# GPS with campgrounds and parks



## mailfire99 (Nov 16, 2007)

I am in the market for a GPS with campgrounds as Points of Interest, making them easy to find by location. Do any of you use one you would reccommend, or not reccommend? 

Any suggestions?


----------



## antigua (Dec 17, 2007)

The only thing I don't like about GPS Systems is that when you pay all that money for a GPS unit, the software updates should be free of charge. The software that's in my unit is out of date but only a year old and I have to shell out another $75 for the new software so I'm up to date. I didn't realize that nor did I asked the question at the time of purchase. Just a good FYI for ya. 
I have a Garmin 330 Street Polit. It works pretty good. If I type in the name of the campground in the right category, it will come up on the screen with the full address and with the option to start to "GO" or see it in the screen. 
https://buy.garmin.com/shop/shop.do?pID=6385
There are so many to choose from now a days. I guess it's all about how much you want to spend and what you want the GPS to do. Do your research and look up some reviews like CNET at 
http://reviews.cnet.com/4244-5_7-0.html?query=GPS&tag=srch&target=
I always go to this site before I buy anything. I like to read all the useres reviews to get a feel if the product is really any good. It's saved my rear a few times.


----------



## bill0830 (Nov 16, 2007)

I also have the Garmin Steet Pilot (Sams club BlackFriday purchase). I really like mine. I believe that you can do a search for parks on it also. I mainly use mine by inputing a address and letting it find it. We recently took a trip to New Orleans and the little lady took us there and back with not problems.


----------



## mailfire99 (Nov 16, 2007)

man, I didnt realize that about the software updates. I agree, that should be free. That Garmin 330 looks pretty nice, I go look at it. I have used cnet a good bit before too, I am going to go through all of their reviews and then pick a few to check out. thanks for the info.


----------



## cricket2 (Nov 16, 2007)

i didnt realize they had gps's with campgrounds on them. I will have to look into this myself. I have used the etrex for marking hotspots and stuff like that, but thats about it.


----------



## antigua (Dec 17, 2007)

I should clarify that I'm talking about the map software. I have road maps for North America dated 2005. The new 2008 map updates are available from $70.00 to $100 depending where you go. There is another software that make the unit run, I guess the operating system that allows you to turn the system on is a different one and is free I think just once. I guess like any other computer software, like MS Office, you need to buy their new software when a new version comes out. Arguably No difference I guess.


----------



## mailfire99 (Nov 16, 2007)

Ok, yeah that makes sense. I thought I had read somewhere on one of the gps's i was looking at that they would provide free updates (as available) to the map software, but could be wrong.

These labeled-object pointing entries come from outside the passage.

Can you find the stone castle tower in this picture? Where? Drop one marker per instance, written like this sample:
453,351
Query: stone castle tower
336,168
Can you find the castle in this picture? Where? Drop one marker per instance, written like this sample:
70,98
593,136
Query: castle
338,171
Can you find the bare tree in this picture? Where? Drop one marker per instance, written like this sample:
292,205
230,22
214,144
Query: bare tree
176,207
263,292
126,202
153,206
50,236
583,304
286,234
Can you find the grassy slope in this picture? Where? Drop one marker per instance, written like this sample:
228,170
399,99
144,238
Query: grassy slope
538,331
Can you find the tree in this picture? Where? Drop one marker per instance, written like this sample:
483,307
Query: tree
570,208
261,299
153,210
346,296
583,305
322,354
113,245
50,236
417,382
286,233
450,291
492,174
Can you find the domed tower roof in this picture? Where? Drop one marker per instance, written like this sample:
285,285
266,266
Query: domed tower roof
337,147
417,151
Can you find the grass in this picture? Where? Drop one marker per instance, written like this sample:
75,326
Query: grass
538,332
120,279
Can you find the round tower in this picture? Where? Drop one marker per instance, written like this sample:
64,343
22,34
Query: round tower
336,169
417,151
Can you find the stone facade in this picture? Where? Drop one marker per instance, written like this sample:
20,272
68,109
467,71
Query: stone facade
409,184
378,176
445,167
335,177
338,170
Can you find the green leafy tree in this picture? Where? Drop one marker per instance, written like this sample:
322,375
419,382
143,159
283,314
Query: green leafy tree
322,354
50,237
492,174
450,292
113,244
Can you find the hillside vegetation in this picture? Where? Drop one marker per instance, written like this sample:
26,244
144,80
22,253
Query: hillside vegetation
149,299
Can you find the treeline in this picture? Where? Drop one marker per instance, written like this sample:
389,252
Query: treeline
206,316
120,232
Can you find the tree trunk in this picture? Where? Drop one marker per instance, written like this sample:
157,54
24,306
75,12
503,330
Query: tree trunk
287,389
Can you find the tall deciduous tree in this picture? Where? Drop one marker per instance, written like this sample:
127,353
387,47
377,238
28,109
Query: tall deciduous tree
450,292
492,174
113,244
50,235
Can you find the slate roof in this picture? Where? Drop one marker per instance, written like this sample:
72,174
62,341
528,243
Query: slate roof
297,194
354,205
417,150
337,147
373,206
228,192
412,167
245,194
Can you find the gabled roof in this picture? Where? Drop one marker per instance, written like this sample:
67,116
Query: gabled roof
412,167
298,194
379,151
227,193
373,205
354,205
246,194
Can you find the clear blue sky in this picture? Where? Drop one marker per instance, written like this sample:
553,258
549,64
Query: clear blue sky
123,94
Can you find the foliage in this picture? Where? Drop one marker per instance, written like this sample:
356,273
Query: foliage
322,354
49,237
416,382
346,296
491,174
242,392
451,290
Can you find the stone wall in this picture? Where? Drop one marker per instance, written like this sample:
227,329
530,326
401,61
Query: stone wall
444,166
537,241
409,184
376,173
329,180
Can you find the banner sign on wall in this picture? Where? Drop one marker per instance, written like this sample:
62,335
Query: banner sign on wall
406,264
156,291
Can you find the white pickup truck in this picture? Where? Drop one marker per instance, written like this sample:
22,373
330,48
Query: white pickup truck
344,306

Yeah, every year you can upgrade your MS products. Smart move on their part, not hard to figure why ol' Bill is so wealthy.


----------



## ctfortner (Nov 16, 2007)

hey that looks nice. Have to see how things go, that could be a nice giveaway in one of our contests in the future. Then we can get a member review on the product.


----------



## camp219 (Jan 4, 2008)

*Reply:*

I never used GPS so i can't give you any suggestion. I find more relative and correct information through internet and Map.


----------



## antigua (Dec 17, 2007)

I use Google Earth to look up where I'm going because it's real images and I can see whats around the locations I'm going too. I really like the GPS for other reasons like gas stations ATM Machines and restaurants if we're hungry. I use it for those reasons more than anything.


----------